AGUIRRE: Yeah, I think over the years when we look at the prevalence of mental illness, some of the data was very uneven and it still is to some degree, although the one in four is actually 25% of people in a given year who experience a mental disorder. That has been pretty consistent and pretty much agreed upon by the experts. But, again, you need to know that mental disorders has, you know, encompasses a breadth of diagnoses. A subset of that, of course, is major mental illness where, you know, that’s when the individual who called talked about disabling results of that condition. That’s around 5 to 9% of the population. But, again, the data, for example, 1% of the population has schizophrenia, so that kind of gives you an idea. When you roll up all these diagnoses, we are looking at 25% with varying degrees of impact on the ability of an individual to function effectively. So is it, you know, are all these disabling? No. But certainly a subset of them can be.
CAVANAUGH: Markov Manalo, I want to get you in on the conversation. You’re a recovery educator for Recovery Innovations of California. And I know that you, yourself, are on the road to recovery from mental illness. Can you share with us how mental illness affected your life?
MANALO: It was from the very beginning, so it seems but certainly through high school and college there were opportunities and hard work that were washed away because of ongoing problems that rose again and again.
CAVANAUGH: Right.
MANALO: And I do believe that I had not received – I had not chosen to seek help for years, actually decades.

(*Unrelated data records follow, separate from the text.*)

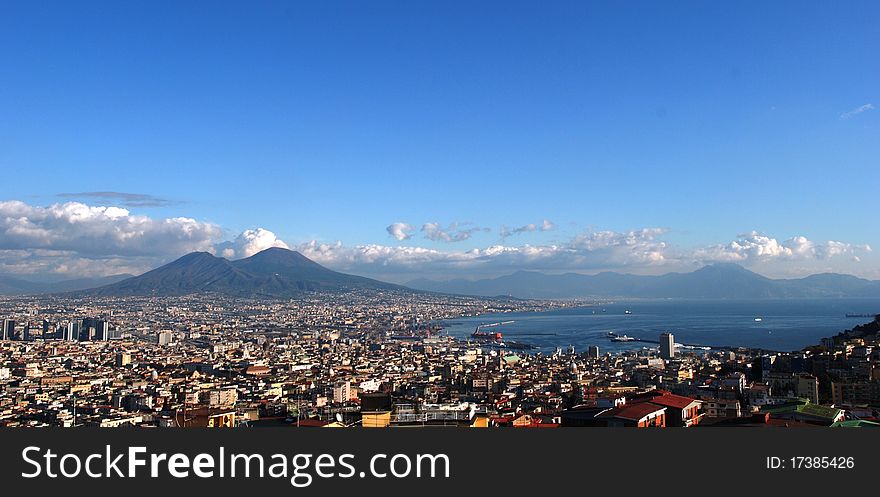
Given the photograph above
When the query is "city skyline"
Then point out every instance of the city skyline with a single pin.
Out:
(441, 141)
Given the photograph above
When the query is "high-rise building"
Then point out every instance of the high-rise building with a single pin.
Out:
(8, 329)
(102, 333)
(165, 337)
(341, 392)
(667, 345)
(122, 359)
(73, 329)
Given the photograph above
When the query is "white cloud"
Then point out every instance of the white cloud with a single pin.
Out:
(858, 110)
(400, 231)
(251, 242)
(546, 225)
(75, 240)
(453, 233)
(589, 251)
(100, 231)
(756, 246)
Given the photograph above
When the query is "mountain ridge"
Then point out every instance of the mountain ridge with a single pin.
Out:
(720, 280)
(274, 272)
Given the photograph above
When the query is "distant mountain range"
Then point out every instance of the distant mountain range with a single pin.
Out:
(723, 281)
(10, 285)
(274, 272)
(283, 273)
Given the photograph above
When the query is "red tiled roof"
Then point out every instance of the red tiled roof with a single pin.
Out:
(664, 398)
(633, 412)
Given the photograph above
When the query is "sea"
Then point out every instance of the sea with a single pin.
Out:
(780, 325)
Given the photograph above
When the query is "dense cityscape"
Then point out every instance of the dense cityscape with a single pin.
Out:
(382, 359)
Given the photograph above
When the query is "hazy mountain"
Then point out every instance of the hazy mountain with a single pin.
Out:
(274, 272)
(729, 281)
(10, 285)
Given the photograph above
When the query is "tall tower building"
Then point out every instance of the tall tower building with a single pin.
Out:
(8, 332)
(667, 345)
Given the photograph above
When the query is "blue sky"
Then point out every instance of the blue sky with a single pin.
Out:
(327, 122)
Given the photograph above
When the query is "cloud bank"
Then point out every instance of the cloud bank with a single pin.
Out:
(73, 240)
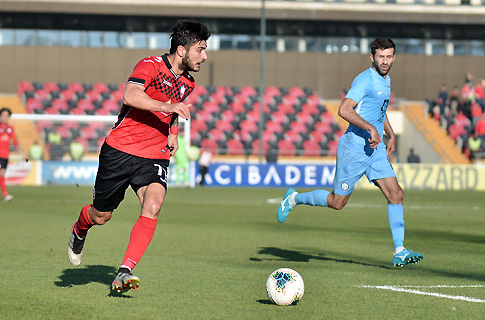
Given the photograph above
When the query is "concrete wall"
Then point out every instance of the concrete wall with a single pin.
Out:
(414, 77)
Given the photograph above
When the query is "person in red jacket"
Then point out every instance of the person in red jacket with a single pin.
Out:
(137, 150)
(7, 134)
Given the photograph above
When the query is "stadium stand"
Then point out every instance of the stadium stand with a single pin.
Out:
(225, 119)
(461, 113)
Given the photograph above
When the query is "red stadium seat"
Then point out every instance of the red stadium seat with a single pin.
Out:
(311, 148)
(217, 135)
(101, 87)
(43, 124)
(234, 147)
(286, 148)
(117, 95)
(76, 87)
(84, 104)
(43, 95)
(296, 92)
(210, 144)
(255, 147)
(323, 127)
(93, 95)
(110, 105)
(298, 127)
(332, 148)
(88, 133)
(24, 86)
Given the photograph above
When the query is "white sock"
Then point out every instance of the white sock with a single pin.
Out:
(292, 199)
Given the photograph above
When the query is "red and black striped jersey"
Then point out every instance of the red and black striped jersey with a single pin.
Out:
(7, 133)
(144, 133)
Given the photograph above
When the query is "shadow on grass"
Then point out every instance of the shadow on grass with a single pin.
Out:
(89, 274)
(297, 256)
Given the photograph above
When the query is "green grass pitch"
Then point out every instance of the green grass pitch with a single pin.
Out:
(215, 247)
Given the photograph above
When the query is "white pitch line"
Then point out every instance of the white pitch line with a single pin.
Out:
(445, 286)
(434, 294)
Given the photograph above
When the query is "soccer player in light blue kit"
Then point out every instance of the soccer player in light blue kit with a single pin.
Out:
(361, 150)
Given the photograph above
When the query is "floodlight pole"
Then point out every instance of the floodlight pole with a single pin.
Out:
(261, 78)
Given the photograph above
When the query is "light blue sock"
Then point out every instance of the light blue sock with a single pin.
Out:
(396, 223)
(313, 198)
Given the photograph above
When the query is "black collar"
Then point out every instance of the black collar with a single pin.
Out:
(169, 66)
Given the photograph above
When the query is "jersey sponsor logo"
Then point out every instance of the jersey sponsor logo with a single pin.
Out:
(344, 186)
(162, 172)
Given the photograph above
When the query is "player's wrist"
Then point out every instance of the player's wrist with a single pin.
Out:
(174, 131)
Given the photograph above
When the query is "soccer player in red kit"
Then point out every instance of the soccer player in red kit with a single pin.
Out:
(7, 133)
(137, 150)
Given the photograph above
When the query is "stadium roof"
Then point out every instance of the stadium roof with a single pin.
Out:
(350, 10)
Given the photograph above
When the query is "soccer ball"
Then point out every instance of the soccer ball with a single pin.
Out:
(285, 286)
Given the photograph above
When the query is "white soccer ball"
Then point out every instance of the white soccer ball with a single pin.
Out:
(285, 286)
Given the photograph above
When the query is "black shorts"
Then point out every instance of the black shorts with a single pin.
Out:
(3, 163)
(118, 170)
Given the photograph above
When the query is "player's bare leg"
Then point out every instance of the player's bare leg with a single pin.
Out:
(88, 217)
(395, 195)
(321, 198)
(151, 200)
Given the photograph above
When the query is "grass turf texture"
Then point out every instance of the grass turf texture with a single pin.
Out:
(214, 249)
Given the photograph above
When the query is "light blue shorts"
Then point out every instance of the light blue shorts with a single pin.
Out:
(351, 166)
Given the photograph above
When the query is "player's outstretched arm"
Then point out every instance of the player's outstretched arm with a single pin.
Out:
(135, 96)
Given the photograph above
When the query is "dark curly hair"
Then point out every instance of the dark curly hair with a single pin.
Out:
(382, 44)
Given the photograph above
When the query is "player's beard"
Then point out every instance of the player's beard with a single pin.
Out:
(378, 69)
(187, 65)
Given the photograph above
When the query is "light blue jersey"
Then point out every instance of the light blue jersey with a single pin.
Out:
(372, 93)
(355, 157)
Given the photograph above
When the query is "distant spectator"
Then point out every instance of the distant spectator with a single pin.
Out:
(412, 157)
(36, 152)
(442, 100)
(7, 135)
(76, 150)
(480, 126)
(474, 144)
(343, 93)
(182, 161)
(455, 101)
(272, 156)
(476, 112)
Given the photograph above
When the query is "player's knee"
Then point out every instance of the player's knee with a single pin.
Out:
(151, 208)
(339, 204)
(100, 218)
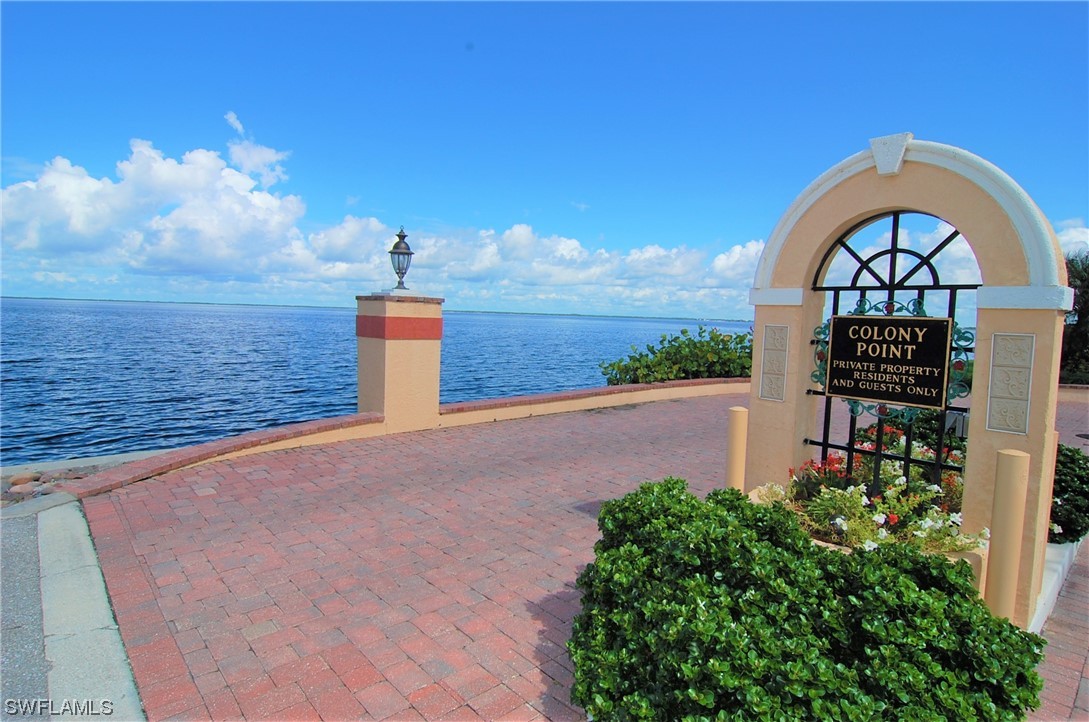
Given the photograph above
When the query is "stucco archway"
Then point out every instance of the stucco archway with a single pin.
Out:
(1018, 322)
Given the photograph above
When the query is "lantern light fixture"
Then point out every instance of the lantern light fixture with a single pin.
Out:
(401, 257)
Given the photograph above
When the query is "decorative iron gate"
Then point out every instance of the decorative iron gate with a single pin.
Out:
(898, 280)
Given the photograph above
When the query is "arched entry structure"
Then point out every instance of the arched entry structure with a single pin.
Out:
(1018, 322)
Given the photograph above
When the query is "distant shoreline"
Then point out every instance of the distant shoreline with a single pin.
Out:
(452, 310)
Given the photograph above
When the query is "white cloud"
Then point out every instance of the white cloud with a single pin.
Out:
(260, 160)
(211, 227)
(1073, 235)
(737, 265)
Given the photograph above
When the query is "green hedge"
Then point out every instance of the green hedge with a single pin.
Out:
(710, 354)
(725, 610)
(1069, 497)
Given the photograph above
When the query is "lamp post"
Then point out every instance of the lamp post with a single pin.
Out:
(401, 257)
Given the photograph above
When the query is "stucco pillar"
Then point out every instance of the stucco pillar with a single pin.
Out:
(1015, 395)
(781, 413)
(400, 342)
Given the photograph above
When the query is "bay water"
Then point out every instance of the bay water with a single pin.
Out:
(90, 378)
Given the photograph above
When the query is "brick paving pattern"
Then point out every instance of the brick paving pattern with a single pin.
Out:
(418, 576)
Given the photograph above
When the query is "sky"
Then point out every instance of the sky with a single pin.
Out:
(608, 158)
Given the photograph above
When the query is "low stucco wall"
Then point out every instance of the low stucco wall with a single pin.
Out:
(503, 410)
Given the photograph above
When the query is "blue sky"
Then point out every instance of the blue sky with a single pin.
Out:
(599, 158)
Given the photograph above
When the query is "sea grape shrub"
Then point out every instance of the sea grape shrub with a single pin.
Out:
(720, 609)
(710, 354)
(1069, 497)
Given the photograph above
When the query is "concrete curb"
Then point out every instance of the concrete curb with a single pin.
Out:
(89, 670)
(1059, 559)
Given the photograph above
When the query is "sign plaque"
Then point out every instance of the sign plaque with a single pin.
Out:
(892, 359)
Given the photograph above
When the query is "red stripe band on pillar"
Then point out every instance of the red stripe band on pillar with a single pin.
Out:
(399, 328)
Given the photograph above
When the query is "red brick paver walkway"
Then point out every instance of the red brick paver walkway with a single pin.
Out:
(427, 575)
(419, 576)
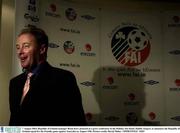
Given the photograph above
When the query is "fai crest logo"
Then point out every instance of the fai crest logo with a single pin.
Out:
(131, 45)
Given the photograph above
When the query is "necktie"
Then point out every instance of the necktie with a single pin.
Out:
(26, 86)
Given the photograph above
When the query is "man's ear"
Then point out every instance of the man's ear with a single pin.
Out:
(42, 49)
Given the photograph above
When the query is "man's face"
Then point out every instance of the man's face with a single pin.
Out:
(27, 51)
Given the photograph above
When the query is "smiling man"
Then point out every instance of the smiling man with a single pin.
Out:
(42, 94)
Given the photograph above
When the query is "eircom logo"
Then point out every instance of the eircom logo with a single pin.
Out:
(130, 45)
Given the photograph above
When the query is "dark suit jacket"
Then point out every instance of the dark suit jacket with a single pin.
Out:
(53, 99)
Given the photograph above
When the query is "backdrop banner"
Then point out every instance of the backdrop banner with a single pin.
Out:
(125, 62)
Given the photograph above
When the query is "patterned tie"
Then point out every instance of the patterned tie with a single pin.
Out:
(26, 86)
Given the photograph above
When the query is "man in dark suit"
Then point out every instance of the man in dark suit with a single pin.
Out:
(53, 97)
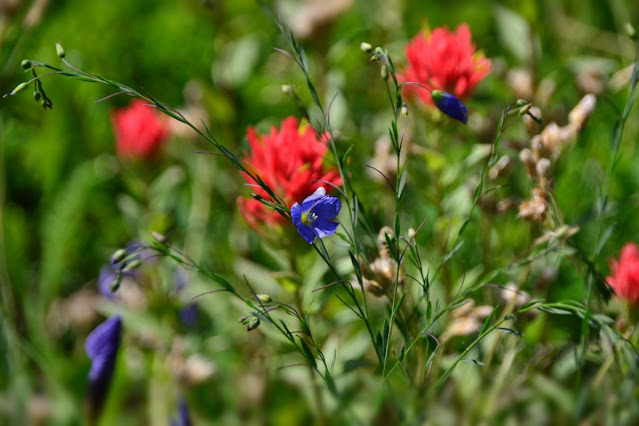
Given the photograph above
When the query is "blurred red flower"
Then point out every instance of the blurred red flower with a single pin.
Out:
(625, 274)
(444, 61)
(290, 162)
(140, 130)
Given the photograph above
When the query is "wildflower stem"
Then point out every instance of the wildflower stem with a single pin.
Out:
(615, 142)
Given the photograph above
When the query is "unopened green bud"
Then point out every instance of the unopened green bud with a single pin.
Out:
(115, 284)
(118, 256)
(630, 31)
(59, 50)
(134, 264)
(366, 47)
(411, 233)
(19, 88)
(253, 324)
(263, 298)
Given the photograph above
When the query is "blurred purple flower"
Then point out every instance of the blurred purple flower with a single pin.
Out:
(102, 348)
(316, 216)
(183, 418)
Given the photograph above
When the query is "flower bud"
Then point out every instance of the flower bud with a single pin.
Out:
(115, 284)
(287, 90)
(630, 31)
(118, 256)
(253, 324)
(524, 110)
(135, 264)
(59, 50)
(450, 105)
(263, 298)
(159, 237)
(366, 47)
(19, 88)
(384, 72)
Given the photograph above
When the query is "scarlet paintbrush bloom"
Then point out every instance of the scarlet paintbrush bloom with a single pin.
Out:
(291, 162)
(139, 131)
(444, 61)
(625, 274)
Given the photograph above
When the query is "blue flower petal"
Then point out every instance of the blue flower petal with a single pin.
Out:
(310, 200)
(296, 214)
(450, 105)
(327, 208)
(105, 338)
(102, 347)
(324, 228)
(306, 233)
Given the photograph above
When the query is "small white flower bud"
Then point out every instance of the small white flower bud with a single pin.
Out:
(59, 50)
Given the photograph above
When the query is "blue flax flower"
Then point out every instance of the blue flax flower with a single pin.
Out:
(183, 418)
(102, 348)
(316, 216)
(450, 105)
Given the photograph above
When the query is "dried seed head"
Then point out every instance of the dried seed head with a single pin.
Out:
(543, 167)
(526, 156)
(532, 125)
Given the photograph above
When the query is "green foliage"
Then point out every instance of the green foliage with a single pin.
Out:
(460, 311)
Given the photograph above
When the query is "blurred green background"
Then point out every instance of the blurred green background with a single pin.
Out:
(67, 202)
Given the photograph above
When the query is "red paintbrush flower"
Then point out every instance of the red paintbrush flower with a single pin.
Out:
(443, 61)
(139, 130)
(291, 162)
(625, 274)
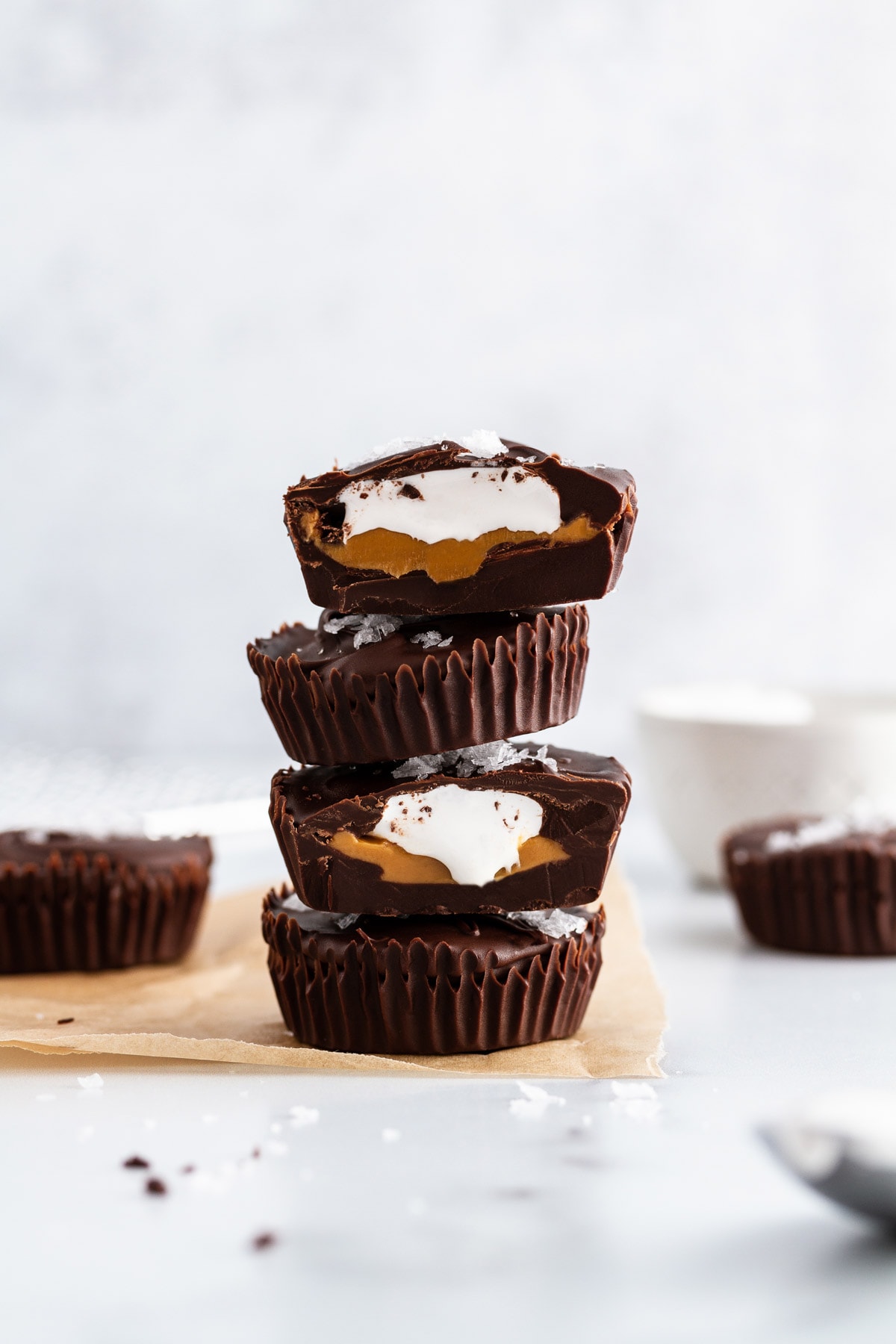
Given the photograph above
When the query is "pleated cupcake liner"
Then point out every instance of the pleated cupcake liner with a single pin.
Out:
(835, 902)
(80, 915)
(386, 1003)
(528, 685)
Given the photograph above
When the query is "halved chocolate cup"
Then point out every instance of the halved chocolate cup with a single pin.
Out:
(501, 569)
(324, 818)
(428, 987)
(344, 695)
(80, 903)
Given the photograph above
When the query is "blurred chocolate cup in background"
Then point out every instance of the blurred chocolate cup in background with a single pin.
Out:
(721, 756)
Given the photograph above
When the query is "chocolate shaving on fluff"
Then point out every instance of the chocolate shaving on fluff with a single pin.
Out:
(469, 761)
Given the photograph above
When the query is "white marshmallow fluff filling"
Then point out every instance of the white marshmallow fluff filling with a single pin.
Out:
(457, 504)
(473, 833)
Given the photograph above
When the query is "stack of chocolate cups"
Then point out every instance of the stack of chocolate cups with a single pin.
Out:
(447, 880)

CAVANAUGH: And that was because you were – there was a stigma attached to having a mental illness and you were sort of afraid how other people would take it?
MANALO: Well, part of it was that, Terry (sic). Another part of this campaign is to deal with self stigma. So the ideas that I had about myself and that illness worked against me, worked against my eventual wellness.
CAVANAUGH: I understand. Now how comfortable are you now even after being a peer counselor and helping other people get on the road to recovery from mental illness? How comfortable are you now speaking about your mental illness? Is it still a problem?
MANALO: More so than before, Terry. I still sometimes wait to exhale, you know. I am dedicated to this campaign and this cause but I know that there will be people who will end the conversation as soon as the disclosure of a diagnosis, you know, is shared.
CAVANAUGH: You mean like in a social situation, they’ll just sort of walk away?
MANALO: Yes, yes. And this has been the case with, you know, many other people in recovery who have, you know, shared such stories and sad anecdotes with me.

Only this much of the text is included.